Sharding: Import and Export


  • Smuggler is a RavenDB interface with which data can be exported from a database into a dump file and imported from a dump file into a database.
    Learn to use Smuggler here.

  • Smuggler is operated using the same API when the database is sharded and when it isn't, and the same set of features is available in both cases.
    E.g., a transform script can be used to filter and structure the transferred data when the database is sharded and when it is non-sharded.

  • Studio can also be used to export and import data from and to a sharded database, the same way it is done with a non-sharded database.
    Behind the scenes, Studio uses Smuggler to perform these operations.

  • In this page:


Export

When smuggler is called to export a sharded database:

  • The client sends an export request to the orchestrator.
  • The orchestrator forwards the request to all other shards.
  • All shards stream their data to the client machine, where the data is gathered in a single .ravendbdump file.

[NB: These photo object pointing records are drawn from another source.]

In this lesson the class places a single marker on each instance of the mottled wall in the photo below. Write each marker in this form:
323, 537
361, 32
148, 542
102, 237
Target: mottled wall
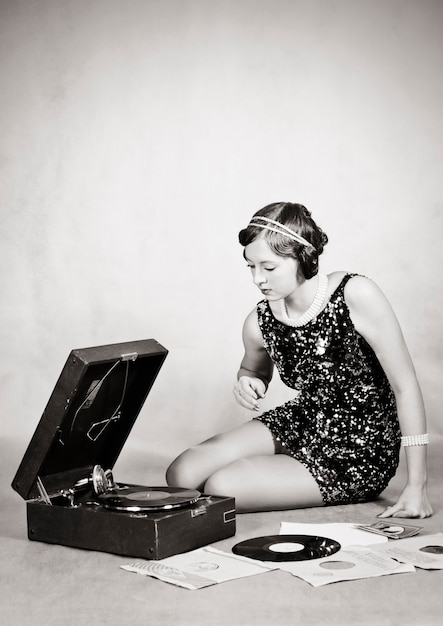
138, 136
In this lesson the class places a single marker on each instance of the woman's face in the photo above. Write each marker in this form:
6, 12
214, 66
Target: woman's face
276, 276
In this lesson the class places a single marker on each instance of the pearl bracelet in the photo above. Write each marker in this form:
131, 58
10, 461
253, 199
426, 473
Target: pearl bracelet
414, 440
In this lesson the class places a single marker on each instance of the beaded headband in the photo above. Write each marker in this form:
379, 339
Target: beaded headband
281, 229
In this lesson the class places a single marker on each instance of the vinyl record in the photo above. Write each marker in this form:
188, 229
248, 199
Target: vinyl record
148, 499
286, 548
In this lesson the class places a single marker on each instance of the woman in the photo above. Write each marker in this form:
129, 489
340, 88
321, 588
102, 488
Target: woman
336, 341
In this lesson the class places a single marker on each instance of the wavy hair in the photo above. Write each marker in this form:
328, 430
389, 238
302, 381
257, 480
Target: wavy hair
297, 218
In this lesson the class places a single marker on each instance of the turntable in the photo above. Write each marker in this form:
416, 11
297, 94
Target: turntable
66, 473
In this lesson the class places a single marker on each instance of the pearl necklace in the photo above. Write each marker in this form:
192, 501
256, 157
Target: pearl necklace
313, 310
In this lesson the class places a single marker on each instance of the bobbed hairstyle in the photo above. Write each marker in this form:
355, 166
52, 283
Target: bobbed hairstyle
297, 218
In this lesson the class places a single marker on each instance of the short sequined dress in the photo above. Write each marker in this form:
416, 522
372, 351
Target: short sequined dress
342, 424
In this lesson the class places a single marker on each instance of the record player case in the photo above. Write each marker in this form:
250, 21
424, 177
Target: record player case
85, 424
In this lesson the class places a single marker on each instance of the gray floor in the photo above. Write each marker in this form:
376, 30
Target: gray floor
52, 585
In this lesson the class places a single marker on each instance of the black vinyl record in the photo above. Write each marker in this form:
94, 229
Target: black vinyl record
148, 499
286, 548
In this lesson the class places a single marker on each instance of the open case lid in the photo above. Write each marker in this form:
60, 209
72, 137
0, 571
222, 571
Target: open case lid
89, 415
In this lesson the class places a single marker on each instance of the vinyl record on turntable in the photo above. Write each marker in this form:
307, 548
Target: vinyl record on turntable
135, 499
281, 548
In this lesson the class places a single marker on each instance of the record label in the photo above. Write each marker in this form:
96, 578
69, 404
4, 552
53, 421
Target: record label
281, 548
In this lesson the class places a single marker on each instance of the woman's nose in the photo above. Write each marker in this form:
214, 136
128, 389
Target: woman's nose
259, 278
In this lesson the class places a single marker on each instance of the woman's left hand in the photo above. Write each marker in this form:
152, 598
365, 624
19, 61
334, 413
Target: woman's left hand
412, 503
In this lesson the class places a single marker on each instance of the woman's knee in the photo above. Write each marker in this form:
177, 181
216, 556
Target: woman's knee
225, 481
179, 473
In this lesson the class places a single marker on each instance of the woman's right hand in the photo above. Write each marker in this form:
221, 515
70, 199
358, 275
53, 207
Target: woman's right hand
248, 390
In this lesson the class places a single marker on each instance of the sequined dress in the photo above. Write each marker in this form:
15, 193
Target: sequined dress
342, 424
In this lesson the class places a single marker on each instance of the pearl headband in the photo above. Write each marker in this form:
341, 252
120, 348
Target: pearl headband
281, 229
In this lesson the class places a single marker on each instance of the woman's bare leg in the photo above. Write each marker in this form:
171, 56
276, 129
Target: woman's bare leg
266, 483
243, 463
194, 466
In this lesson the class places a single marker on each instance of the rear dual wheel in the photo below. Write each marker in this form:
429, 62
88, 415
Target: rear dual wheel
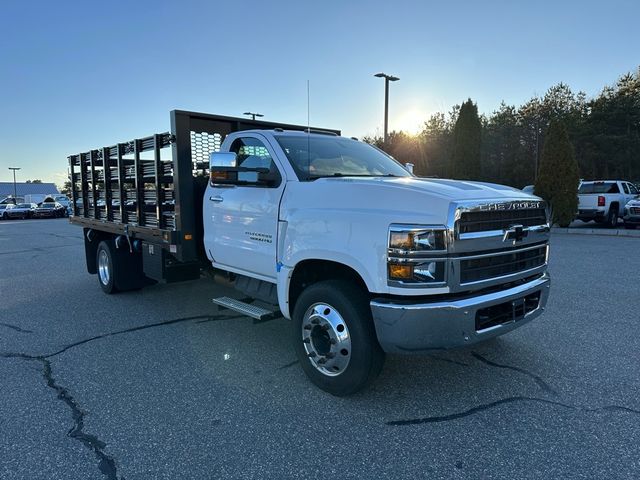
119, 270
335, 339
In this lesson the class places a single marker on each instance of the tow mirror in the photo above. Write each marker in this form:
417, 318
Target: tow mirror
224, 170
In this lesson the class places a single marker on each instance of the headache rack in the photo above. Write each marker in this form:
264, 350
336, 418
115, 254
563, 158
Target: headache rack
151, 188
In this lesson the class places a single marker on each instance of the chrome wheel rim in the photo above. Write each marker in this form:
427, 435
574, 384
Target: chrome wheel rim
103, 267
326, 339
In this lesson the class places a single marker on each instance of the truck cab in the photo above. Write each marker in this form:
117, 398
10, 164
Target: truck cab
435, 263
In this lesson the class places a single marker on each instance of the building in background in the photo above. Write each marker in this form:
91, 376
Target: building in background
27, 192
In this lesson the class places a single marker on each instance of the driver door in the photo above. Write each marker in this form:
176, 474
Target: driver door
241, 221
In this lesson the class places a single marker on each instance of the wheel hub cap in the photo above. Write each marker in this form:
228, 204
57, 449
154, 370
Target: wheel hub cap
103, 267
326, 339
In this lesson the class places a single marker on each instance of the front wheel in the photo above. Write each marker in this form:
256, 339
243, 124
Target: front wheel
335, 339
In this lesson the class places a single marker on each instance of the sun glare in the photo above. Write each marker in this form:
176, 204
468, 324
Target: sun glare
410, 121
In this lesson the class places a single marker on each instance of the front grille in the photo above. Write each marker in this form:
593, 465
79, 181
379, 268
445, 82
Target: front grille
484, 268
506, 312
500, 220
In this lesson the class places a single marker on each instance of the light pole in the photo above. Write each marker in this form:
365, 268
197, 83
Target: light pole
253, 115
387, 79
15, 194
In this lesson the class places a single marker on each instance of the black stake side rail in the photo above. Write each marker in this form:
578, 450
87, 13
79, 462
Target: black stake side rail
156, 200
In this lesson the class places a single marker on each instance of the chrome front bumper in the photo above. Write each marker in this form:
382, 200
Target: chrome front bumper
422, 327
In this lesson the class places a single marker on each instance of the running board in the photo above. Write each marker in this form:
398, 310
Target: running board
259, 313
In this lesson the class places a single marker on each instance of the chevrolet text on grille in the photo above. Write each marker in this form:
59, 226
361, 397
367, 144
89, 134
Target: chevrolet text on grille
509, 206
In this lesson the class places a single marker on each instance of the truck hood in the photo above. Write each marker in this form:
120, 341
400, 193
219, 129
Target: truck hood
407, 199
442, 188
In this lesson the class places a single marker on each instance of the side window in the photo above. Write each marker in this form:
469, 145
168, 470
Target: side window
252, 153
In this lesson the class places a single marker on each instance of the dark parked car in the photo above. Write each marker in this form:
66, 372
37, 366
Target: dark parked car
21, 210
50, 210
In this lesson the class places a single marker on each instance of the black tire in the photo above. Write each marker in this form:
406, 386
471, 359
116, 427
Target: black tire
105, 267
612, 218
366, 357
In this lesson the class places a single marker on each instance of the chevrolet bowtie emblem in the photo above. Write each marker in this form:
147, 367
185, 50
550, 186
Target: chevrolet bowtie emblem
515, 233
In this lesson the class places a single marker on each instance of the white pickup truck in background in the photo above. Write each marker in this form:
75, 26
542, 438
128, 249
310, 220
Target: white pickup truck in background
363, 257
603, 200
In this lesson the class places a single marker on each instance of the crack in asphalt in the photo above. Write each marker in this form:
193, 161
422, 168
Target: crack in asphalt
288, 365
448, 360
17, 329
488, 406
106, 463
541, 383
205, 318
37, 249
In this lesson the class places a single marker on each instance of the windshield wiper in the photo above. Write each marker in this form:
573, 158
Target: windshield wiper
338, 174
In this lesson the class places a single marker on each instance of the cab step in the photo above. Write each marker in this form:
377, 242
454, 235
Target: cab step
253, 311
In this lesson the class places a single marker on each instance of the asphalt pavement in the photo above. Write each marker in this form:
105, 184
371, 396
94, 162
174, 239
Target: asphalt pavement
157, 384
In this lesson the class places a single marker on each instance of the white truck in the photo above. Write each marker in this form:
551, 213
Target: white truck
363, 257
603, 200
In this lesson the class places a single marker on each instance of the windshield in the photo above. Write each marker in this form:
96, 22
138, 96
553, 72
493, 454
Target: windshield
600, 187
316, 157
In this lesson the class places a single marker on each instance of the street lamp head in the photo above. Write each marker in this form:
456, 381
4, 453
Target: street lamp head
390, 78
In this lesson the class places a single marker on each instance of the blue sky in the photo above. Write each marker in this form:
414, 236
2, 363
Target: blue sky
80, 75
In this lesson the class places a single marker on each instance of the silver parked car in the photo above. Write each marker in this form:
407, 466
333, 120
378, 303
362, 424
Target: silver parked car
21, 210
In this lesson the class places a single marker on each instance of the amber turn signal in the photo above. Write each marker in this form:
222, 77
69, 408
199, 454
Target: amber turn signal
400, 272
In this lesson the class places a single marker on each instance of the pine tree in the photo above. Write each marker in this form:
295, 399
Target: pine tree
558, 176
467, 143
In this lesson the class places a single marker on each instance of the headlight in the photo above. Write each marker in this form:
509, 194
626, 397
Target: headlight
417, 255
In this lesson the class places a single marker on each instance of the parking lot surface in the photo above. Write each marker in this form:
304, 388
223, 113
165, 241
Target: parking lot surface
157, 384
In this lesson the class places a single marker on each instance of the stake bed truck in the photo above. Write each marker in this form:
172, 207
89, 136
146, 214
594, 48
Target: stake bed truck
362, 256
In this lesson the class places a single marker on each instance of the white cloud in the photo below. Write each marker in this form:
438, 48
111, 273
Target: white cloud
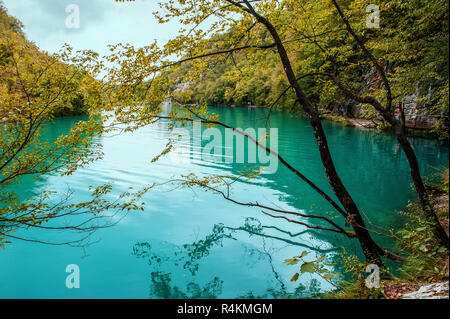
102, 22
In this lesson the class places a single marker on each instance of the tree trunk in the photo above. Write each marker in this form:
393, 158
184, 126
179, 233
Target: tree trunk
369, 247
424, 200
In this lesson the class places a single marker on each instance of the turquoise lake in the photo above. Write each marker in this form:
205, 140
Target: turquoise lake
189, 243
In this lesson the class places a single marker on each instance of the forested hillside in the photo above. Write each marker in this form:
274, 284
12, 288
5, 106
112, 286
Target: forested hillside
411, 43
13, 41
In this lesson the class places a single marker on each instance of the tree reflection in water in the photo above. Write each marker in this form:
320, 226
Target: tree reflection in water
169, 261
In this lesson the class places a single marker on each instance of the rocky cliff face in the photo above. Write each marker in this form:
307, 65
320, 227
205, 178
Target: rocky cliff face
418, 113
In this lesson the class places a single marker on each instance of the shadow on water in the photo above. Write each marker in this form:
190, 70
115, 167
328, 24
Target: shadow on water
188, 258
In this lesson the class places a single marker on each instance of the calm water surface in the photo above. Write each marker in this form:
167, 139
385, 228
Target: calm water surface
193, 244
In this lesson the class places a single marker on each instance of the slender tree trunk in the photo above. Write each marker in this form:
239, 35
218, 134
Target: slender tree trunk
424, 199
369, 247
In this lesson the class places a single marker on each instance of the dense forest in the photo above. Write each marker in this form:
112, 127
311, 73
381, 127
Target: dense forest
13, 39
313, 60
411, 42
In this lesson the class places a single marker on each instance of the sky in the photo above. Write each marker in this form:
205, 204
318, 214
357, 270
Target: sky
101, 22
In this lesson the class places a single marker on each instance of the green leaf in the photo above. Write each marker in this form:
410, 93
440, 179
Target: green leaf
322, 258
295, 277
307, 267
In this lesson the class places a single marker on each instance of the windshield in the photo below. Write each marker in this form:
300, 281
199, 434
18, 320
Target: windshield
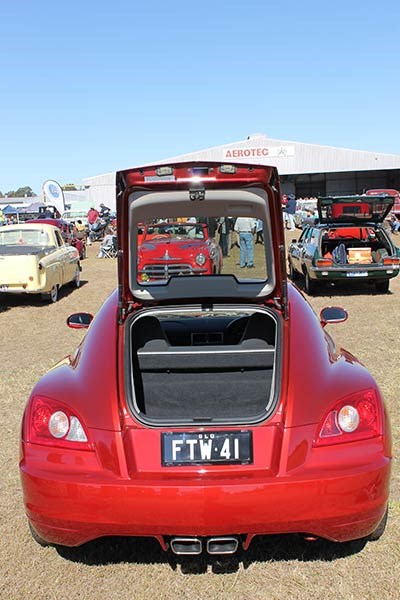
27, 237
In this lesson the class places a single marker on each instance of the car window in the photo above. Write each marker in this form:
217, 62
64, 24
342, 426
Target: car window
314, 236
198, 246
302, 238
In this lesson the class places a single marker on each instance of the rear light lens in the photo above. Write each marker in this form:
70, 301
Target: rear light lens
391, 261
356, 417
324, 262
54, 424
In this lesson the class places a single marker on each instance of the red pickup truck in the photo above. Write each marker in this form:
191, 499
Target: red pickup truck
394, 193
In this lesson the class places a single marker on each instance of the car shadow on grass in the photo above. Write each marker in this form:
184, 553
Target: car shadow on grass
273, 548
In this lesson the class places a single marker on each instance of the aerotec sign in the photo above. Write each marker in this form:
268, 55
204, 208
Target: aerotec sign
260, 152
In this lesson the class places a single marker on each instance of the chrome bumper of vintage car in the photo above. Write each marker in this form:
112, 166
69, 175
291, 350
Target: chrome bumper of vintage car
164, 271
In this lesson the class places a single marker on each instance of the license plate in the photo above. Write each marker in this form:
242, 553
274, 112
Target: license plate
219, 447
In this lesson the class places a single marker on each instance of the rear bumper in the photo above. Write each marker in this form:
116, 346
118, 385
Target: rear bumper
337, 507
340, 274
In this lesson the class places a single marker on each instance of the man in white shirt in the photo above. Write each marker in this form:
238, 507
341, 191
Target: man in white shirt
245, 227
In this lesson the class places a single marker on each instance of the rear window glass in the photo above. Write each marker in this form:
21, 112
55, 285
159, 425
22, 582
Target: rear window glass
198, 246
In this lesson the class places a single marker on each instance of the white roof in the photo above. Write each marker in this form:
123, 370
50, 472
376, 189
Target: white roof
288, 156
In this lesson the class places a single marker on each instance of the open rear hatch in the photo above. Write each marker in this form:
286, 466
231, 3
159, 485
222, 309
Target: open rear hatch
354, 209
206, 193
202, 349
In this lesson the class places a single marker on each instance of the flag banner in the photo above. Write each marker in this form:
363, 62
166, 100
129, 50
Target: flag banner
53, 195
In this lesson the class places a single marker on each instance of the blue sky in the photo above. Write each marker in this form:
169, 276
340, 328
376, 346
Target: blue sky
89, 87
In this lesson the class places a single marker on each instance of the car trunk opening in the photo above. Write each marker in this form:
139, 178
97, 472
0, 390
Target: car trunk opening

    The amount of time it takes to complete the export process depends upon factors like shards' databases sizes, network performance, and the user-defined transform script.

See a code example here.

Casting Smuggler Results

In a sharded database, results are returned by Smuggler, Import, and Export in a ShardedSmugglerResult type. This type is specific to a sharded database, and casting it using a non-sharded type will fail.

Import

Smuggler can be used to import data into a database from either a .ravendbdump file or from backup files (full or incremental).

When data is imported into a sharded database one of the shard nodes is appointed orchestrator; the orchestrator retrieves items from the .ravendbdump or backup files, gathers the imported items into batches, and distributes them among the shards.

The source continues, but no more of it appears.